Bild: Jagt und schießt für sein Leben gern: der ehemalige IBU-Präsident Ande…
Eine feine Sache ist es, wenn sich persönliche Vorlieben und Beruf so gut
zusammenfügen lassen. Das erzählen Leistungssportler immer wieder gern.
Dieser paradiesische Zustand endet aber nicht automatisch mit der Karriere.
Als Sportfunktionär lassen sich die eigenen Neigungen häufig noch besser
mit dem Beruf kombinieren.
Das ist keine Neuigkeit, aber so anschaulich wie auf den 220 Seiten, die
eine unabhängige Untersuchungskommission am Donnerstag vorgelegt hat, lässt
sich das selten nachlesen. [1][Es geht um die Machenschaften des Norwegers
Anders Besseberg], der 25 Jahre lang Präsident des Biathlon-Weltverbands
(IBU) war, und um die Deutsche Nicole Resch, die als Generalsekretärin der
IBU vor allem Besseberg diente.
Der heute 74-jährige Besseberg war in der internationalen Biathlon-Gemeinde
sowohl als passionierter Jäger als auch als Schürzenjäger bekannt.

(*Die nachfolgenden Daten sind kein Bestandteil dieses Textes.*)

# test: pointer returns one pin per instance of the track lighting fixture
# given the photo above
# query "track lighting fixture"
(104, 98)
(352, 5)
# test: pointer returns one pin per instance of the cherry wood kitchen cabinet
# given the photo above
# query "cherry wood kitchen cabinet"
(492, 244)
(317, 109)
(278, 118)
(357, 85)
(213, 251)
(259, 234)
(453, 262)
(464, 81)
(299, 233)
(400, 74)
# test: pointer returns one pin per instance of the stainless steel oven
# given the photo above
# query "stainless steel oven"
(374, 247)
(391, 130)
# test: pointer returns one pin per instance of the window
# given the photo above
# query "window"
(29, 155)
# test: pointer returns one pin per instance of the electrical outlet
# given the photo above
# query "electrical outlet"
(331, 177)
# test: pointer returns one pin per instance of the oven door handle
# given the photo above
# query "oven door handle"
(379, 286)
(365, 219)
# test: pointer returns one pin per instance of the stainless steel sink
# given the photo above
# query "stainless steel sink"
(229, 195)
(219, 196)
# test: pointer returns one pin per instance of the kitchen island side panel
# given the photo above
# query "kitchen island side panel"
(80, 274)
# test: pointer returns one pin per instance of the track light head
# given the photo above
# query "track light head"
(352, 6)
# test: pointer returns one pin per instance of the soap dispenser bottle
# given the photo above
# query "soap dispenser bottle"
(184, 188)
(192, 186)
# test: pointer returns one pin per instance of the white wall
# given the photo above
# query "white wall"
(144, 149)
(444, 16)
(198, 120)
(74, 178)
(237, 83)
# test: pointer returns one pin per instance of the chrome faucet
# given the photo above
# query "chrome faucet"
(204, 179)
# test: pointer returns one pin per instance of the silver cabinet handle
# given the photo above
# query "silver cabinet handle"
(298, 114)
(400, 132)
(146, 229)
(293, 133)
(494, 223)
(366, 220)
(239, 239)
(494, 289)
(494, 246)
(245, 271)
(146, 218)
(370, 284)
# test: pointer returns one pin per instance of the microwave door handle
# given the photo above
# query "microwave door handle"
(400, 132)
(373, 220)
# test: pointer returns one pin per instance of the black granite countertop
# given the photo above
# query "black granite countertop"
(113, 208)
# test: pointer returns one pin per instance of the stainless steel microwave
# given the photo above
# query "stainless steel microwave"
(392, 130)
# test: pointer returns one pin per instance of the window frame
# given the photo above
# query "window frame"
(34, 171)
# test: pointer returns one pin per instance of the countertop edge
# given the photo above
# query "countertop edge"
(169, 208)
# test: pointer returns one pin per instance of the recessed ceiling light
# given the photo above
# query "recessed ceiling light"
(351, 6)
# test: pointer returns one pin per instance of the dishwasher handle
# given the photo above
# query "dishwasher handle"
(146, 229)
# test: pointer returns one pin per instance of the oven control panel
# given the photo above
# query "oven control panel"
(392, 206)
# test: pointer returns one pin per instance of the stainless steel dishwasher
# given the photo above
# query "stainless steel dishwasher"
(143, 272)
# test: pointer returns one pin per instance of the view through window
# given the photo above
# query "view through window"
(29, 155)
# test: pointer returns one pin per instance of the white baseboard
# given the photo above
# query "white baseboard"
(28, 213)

Gelegenheit dazu wurde ihm vor allem von russischer Seite geboten. [2][Wie
der unter der Leitung des britischen Sportjuristen Jonathan Taylor
entstandene Untersuchungsbericht] festhält, ging Besseberg häufig in
Russland auf teure Jagdreisen, die von seinen Gastgebern bezahlt wurden.
Gegenüber norwegischen Ermittlern habe er eingeräumt, dass diese
Einladungen nur in Verbindung mit offiziellen IBU-Terminen und Weltcups
erfolgten und er in seiner Funktion als IBU-Präsident daran teilnahm.

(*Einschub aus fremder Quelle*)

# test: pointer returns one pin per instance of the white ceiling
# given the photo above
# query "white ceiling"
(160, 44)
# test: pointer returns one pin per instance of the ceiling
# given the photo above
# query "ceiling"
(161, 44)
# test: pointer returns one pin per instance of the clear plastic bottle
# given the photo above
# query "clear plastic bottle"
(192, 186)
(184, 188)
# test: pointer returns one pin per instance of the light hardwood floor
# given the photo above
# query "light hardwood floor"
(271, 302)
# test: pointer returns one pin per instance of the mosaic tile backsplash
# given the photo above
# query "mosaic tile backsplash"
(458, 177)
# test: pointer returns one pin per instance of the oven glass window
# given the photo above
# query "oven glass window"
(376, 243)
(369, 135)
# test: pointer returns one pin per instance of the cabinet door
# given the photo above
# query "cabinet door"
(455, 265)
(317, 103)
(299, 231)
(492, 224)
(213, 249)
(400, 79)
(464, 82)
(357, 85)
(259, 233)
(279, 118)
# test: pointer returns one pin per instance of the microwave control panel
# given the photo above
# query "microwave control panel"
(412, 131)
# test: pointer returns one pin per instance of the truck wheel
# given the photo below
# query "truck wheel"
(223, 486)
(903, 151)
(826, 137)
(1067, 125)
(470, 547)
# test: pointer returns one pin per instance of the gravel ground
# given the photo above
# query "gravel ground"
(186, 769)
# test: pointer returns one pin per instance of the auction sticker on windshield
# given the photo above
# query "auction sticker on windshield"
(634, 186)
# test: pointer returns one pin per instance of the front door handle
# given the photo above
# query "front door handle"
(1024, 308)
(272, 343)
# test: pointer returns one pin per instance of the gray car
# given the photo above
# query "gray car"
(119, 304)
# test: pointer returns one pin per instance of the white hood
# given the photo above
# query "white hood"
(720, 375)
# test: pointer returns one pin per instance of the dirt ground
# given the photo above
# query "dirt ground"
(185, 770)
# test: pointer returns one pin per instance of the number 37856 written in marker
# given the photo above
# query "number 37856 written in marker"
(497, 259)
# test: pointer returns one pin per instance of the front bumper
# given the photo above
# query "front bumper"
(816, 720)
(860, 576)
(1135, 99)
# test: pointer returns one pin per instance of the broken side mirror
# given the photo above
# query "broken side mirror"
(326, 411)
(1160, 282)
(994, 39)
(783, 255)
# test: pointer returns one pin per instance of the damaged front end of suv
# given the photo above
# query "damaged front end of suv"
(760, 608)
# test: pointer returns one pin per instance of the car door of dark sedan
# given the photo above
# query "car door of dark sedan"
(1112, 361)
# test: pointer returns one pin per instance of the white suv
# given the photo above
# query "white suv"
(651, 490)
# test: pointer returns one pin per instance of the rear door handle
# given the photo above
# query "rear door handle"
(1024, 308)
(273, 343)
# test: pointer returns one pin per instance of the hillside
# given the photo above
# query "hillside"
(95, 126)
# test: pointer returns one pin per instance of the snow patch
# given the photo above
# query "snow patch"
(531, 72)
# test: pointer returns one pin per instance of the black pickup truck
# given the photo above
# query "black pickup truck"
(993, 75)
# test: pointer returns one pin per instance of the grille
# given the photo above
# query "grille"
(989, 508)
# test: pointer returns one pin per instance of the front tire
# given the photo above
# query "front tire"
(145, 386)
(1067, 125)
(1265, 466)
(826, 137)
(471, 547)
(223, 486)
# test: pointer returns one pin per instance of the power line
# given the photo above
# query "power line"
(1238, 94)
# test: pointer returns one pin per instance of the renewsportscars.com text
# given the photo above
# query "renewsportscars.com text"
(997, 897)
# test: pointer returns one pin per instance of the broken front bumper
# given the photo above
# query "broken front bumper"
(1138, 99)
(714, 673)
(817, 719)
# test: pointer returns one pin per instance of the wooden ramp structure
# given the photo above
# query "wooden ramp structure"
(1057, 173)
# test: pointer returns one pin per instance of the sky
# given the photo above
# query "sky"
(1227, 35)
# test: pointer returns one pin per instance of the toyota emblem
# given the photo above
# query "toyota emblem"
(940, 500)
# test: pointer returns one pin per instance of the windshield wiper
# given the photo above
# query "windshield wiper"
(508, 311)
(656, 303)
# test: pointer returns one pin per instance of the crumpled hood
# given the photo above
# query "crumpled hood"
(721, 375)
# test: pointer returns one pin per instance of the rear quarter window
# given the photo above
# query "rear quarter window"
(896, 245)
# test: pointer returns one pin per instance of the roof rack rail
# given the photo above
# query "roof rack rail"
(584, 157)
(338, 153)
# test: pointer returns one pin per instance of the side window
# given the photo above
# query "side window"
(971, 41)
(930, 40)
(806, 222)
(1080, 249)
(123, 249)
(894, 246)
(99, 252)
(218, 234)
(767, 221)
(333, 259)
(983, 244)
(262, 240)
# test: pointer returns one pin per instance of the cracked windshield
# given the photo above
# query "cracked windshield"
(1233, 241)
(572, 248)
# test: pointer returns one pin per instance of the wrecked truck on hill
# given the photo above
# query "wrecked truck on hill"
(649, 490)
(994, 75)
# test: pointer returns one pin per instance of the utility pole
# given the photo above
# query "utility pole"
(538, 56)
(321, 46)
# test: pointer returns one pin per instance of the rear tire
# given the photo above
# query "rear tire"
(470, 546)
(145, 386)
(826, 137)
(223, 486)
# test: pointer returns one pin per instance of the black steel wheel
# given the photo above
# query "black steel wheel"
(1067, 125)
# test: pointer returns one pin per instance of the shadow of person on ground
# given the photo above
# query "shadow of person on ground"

Einige Jagdtrophäen, berichtete wiederum Generalsekretärin Nicole Resch,
seien aus Russland ins IBU-Büro nach Salzburg geschickt worden. Besseberg
habe sie sich von IBU-Mitarbeitern nach Norwegen bringen lassen.
## Bessebergs Vorliebe für Uhren
Den Ermittlern erzähle Besseberg auch, er habe Dienstleistung von
Prostituierten in Verbindung mit „Russian officials“ erhalten. Darüber
hinaus berichtete der 74-Jährige von einer Freundschaft zu einer Frau, bei
der es zu sexuellem Kontakt gekommen wäre. Er hätte sie bei einer
Veranstaltung 2016 im Rahmen eines Weltcups im russischen Chanty-Mansijsk
kennengelernt. Sie habe ihm gesagt, sie sei eine ehemalige
Nachtclubtänzerin und ein großer Biathlon-Fan. Bei einem späteren Weltcup
im russischen Tyumen sei diese Frau mit einer offiziellen Akkreditierung
des örtlichen Organisationskomitees ausgestattet gewesen.
Eine Vorliebe Bessebergs für Uhren ist zudem aktenkundig. 13 Uhren,
darunter neun Luxusmodelle, hat die norwegische Polizei in seinem Haus
vorgefunden. Ein Exemplar im Wert von 20.000 Euro, gab er zu, habe er als
„persönliches Geschenk“ 2011 in Chanty-Mansijsk anlässlich der 100.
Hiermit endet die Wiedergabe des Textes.